Virtuelle Schutzbrillen. Objekte sollten sich immer in einem angenehmen Abstand befinden, damit sich die Augen des Users anpassen können und sie nicht das Gefühl haben, erstochen zu werden.
Interaktive Objekte bieten sich eher an, als ein Bildschirm mit einer Schaltfläche.
Durch Schatten und dem Verwischen des Hintergrunds kann man das Gefühl für den 3D-Raum verstärken.
Ton verwenden. Da VR-Designer keine Kontrolle über die Kamera haben, können User über Töne geleitet werden (z.B.: der Klick auf einen Button).
Menschliche Skala verwenden. Der User merkt es sofort, wenn Objekte zu groß oder zu klein sind.
Da die reale Umgebung über intuitive Navigation und Interaktionen verfügt, liegt es nahe, dass dies auch für die virtuelle Umgebung gilt. Doch häufig ist das nicht der Fall und dies führt dazu, dass die VR nicht zu bedienen oder sehr schwer zu bedienen ist. Darum sind allgemeine Richtlinien für die menschliche Leistung innerhalb von VEs und spezifische Richtlinien zur Verbesserung der VE-Benutzerfreundlichkeit nötig.
Und was nun?
Diese Blogreihe behandelt nur einen kleinen Ausschnitt der Gebrauchstauglichkeit in der VR und soll einen Überblick geben, auf was man bei der Gestaltung von VR-Software achten sollte. Ein „Rezept“ für gute Gestaltung, Usability und Experience gibt es in diesem Fall nicht, oft sind verschiedene Faktoren zu beachten. Ein Flat Menü kann für den einen Use Case wunderbar funktionieren, für den anderen Use Case sollte man vielleicht eher mit 3D Navigation arbeiten. Darum kann man eins bei der Gestaltung von Virtual Reality-Anwendungen sicher sagen: Für eine gute Usability hilft nur testen, ausprobieren und sich auf neue Dinge einlassen.

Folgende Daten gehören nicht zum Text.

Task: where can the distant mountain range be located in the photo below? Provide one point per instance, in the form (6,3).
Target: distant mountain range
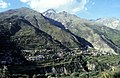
(113,23)
(102,37)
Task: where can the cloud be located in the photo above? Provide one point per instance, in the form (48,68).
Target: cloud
(4,4)
(71,6)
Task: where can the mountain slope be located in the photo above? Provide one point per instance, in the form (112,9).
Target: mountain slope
(113,23)
(78,26)
(14,20)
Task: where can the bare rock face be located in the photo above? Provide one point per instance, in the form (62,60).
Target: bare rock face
(113,23)
(90,30)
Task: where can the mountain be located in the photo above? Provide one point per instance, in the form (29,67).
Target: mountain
(89,30)
(20,20)
(113,23)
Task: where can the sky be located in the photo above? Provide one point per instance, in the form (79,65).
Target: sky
(89,9)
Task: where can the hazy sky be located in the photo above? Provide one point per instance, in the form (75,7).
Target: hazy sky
(90,9)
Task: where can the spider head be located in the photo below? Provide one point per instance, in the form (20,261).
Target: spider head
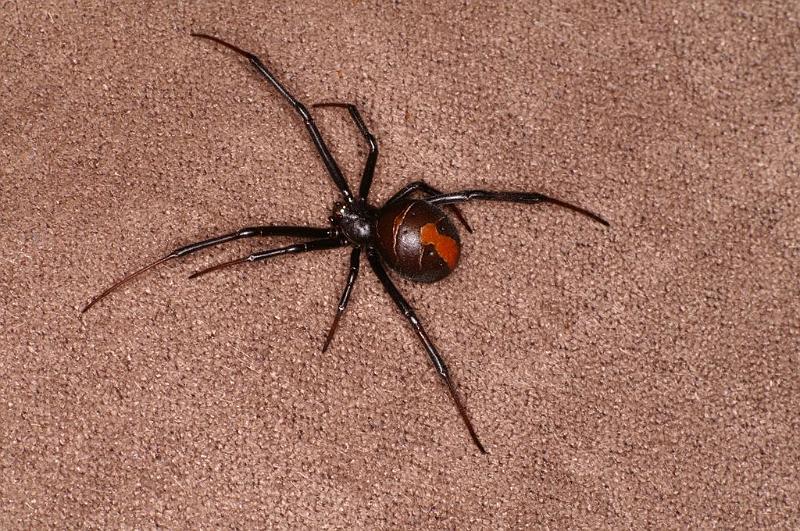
(356,222)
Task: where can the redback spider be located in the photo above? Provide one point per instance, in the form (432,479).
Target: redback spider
(414,237)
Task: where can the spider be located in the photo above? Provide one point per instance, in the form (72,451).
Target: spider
(413,237)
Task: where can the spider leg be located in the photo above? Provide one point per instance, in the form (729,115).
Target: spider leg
(355,259)
(428,190)
(313,131)
(372,158)
(313,245)
(246,232)
(511,197)
(433,353)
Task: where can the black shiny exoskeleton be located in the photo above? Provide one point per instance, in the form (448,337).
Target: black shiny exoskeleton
(414,237)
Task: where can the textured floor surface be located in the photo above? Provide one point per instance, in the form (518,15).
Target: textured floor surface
(645,375)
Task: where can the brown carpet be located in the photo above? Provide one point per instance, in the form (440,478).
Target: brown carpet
(644,375)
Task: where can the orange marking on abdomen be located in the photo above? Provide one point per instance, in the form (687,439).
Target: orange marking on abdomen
(446,247)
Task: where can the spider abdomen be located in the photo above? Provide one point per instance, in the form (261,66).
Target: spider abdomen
(418,240)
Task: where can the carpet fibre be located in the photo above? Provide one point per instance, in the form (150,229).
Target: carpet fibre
(642,375)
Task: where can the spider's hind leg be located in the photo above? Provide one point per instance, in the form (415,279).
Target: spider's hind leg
(372,158)
(246,232)
(433,353)
(355,259)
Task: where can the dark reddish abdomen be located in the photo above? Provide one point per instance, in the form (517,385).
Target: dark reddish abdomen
(418,240)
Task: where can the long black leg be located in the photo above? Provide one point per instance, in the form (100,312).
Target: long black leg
(433,353)
(511,197)
(316,136)
(313,245)
(372,158)
(355,260)
(246,232)
(428,190)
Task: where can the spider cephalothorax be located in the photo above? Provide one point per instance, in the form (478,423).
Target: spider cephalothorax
(414,237)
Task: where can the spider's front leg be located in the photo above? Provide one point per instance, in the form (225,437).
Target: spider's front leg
(300,109)
(372,158)
(436,358)
(246,232)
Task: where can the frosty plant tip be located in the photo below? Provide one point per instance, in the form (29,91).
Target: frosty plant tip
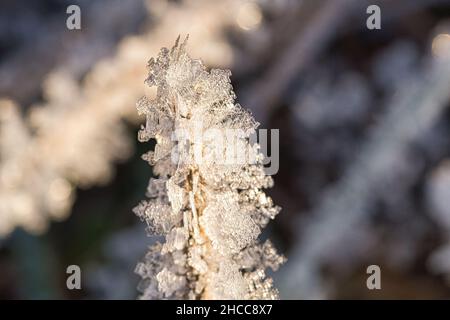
(207,201)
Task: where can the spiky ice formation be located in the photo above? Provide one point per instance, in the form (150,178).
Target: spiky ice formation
(210,211)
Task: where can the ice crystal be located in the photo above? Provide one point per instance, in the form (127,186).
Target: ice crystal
(209,210)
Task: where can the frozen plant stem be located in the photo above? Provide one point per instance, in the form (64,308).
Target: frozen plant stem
(209,212)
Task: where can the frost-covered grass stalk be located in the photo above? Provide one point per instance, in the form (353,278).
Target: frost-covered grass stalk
(210,211)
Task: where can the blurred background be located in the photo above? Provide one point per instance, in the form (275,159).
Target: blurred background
(364,125)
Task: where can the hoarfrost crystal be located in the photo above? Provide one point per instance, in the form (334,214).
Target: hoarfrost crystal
(210,212)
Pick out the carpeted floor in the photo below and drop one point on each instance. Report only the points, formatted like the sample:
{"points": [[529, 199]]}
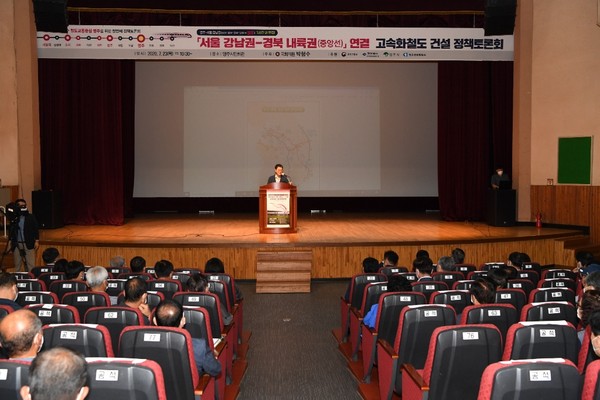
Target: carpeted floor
{"points": [[292, 353]]}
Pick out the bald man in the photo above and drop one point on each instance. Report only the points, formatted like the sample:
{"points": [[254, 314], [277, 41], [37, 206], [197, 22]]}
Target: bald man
{"points": [[21, 335], [58, 373]]}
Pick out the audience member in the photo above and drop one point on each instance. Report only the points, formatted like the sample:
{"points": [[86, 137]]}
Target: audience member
{"points": [[136, 297], [137, 264], [49, 256], [117, 262], [586, 263], [422, 253], [60, 265], [370, 266], [594, 322], [170, 313], [97, 280], [163, 269], [445, 263], [396, 283], [199, 283], [216, 266], [75, 271], [390, 259], [589, 303], [9, 290], [21, 335], [458, 255], [483, 291], [591, 281], [423, 266], [57, 374]]}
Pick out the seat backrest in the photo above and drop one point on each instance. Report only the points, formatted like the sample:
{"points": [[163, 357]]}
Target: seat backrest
{"points": [[181, 277], [591, 383], [530, 274], [357, 286], [63, 287], [130, 275], [387, 271], [415, 327], [123, 378], [55, 313], [458, 299], [500, 315], [13, 375], [448, 276], [558, 273], [516, 297], [114, 287], [115, 319], [548, 379], [388, 313], [463, 284], [33, 297], [172, 349], [532, 266], [40, 269], [91, 340], [167, 286], [116, 271], [552, 294], [465, 268], [457, 356], [31, 285], [428, 287], [550, 311], [524, 284], [83, 301], [49, 277], [558, 282], [371, 295], [208, 301], [554, 339], [197, 323], [218, 288]]}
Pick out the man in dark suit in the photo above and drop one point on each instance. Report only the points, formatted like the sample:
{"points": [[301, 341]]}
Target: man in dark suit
{"points": [[24, 237], [279, 175]]}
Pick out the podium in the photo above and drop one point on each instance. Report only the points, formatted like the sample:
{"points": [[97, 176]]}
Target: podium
{"points": [[277, 208], [501, 207]]}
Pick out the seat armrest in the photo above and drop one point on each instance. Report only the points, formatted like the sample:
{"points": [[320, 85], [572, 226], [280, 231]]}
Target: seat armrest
{"points": [[387, 348]]}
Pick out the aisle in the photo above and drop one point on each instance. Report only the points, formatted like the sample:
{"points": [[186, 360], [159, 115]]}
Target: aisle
{"points": [[292, 353]]}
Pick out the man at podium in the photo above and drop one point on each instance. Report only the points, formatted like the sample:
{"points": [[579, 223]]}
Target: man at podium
{"points": [[279, 176]]}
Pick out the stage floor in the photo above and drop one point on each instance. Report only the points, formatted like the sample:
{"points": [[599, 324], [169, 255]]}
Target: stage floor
{"points": [[333, 229]]}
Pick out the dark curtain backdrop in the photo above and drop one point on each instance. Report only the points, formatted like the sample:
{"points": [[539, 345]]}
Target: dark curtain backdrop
{"points": [[87, 137], [474, 134]]}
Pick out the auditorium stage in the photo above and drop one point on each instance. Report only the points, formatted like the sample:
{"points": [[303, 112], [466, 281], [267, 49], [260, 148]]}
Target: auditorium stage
{"points": [[337, 241]]}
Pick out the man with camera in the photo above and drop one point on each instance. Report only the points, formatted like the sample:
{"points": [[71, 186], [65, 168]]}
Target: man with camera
{"points": [[24, 235]]}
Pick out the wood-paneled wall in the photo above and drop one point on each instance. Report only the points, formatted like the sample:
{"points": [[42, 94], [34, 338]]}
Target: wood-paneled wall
{"points": [[569, 205], [327, 261]]}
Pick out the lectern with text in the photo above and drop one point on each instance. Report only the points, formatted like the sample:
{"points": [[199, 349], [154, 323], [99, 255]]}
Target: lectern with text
{"points": [[277, 208]]}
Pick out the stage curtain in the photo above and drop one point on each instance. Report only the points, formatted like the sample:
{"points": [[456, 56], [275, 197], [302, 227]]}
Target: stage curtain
{"points": [[474, 134], [86, 137]]}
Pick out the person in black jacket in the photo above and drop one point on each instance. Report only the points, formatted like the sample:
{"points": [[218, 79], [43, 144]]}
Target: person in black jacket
{"points": [[24, 237]]}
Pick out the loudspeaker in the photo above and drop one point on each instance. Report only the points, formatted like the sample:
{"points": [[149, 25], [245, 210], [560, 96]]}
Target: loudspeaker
{"points": [[51, 15], [499, 17], [47, 208], [502, 206]]}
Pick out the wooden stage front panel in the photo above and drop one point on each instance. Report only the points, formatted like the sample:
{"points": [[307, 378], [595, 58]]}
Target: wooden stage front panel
{"points": [[338, 241]]}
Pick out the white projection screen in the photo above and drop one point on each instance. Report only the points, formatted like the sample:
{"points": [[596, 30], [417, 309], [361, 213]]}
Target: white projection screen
{"points": [[216, 129]]}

Diese Blogreihe veröffentlicht Ausschnitte und Zusammenfassungen der Bachelorarbeit von Jacqueline Buchmaier: „Cardboard Engineering - Optimale Gebrauchstauglichkeit für die Manipulation von Objekten in Virtual Reality und Desktop-Anwendungen“. Die Arbeit entstand im Studiengang Mediendesign und digitale Gestaltung an der Hochschule Ravensburg-Weingarten University of Applied Sciences in Kooperation mit UReality und wurde am 28.02.2019 eingereicht. Für die bessere Lesbarkeit wurden die Quellenangaben aus dem Text entfernt. Die vollständige Arbeit ist einsehbar an der RWU.